Lo superfluo
Nos hemos hartado. La ornamentación vuelve a marear. A tono con la crisis, la tendencia dominante en las ferias de diseño es la austeridad. "La mediocridad complica. La genialidad simplifica". Esa máxima debería enseñarse, en cualquier idioma, en Educación para la Ciudadanía. Se evitarían timos y se terminaría la picaresca de la retórica. Pero esa asignatura debería enseñar también lo contrario: la importancia de lo superfluo, ese término tan relativo como apasionante que en Italia (¿dónde si no?) tiene una academia dedicada a estudiarlo. Sin lo superfluo, la vida se torna hueso.

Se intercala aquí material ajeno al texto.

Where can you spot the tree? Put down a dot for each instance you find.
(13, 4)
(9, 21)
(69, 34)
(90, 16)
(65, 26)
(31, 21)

Y, con la esencialidad llevada al paroxismo, hasta la existencia corre el peligro de convertirse en prescindible.
Las horas apuradas y las estancias desnudas sólo ofrecen reposo cuando uno llega a ellas cargado, pleno. En los momentos difíciles, la vida se hilvana gracias a lo superfluo. Las civilizaciones han sobrevivido a partir de los grandes avances, pero se han desarrollado siempre a partir de las cosas inútiles: la poesía, el arte o la música. Es cierto que en la naturaleza, que es un lugar sumamente ornamentado, nada parece superfluo, anecdótico o prescindible. Ni en la más cursi de las flores podríamos señalar pétalos superfluos. Tanta variedad, y cada cosa en su sitio, da que pensar. Un diseño que escatima curvas, colores o materiales es un diseño cojo, aunque base su fuerza en esa cojera. El diseño puede permitirse una dimensión superflua cuando se esfuerza en dar algo más. Aunque a veces, para lograr esa pequeña emoción que es el valor añadido, tenga que plantearse con humildad que lo mejor es simplificar. Así las cosas, defina superfluo antes de criticarlo.